Choose the maximum level for requested pages. A level is determined by the number of steps it takes to get to a page from the home page.

Max number of pages

Choose the maximum number of pages you want to crawl.

 

SEO Crawler behavior

Conform to robots.txt

Turn this on if you want the program to download the robots.txt file and respect its directives. That means not fetching certain URLs if it is forbidden by robots.txt.
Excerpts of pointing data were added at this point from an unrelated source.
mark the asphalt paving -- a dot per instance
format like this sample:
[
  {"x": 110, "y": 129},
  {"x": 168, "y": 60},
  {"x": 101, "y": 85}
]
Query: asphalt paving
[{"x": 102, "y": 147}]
Follow redirects (HTTP 301 and 302)

Let the program follow the redirection route up to the last URL that returns a non-redirection server response.

Crawl subdomains

Tick this if you want to crawl URLs who share the same top level domain. E.g. if this option is on, then URLs http://abc.topdomain.com, http://def.topdomain.com and http://topdomain.com/login/ will all be considered from the same domain.

Crawl "nofollow" links

Turn this on if you want the crawler to check links with the "nofollow" rel attribute.

Check images (crawl SRC)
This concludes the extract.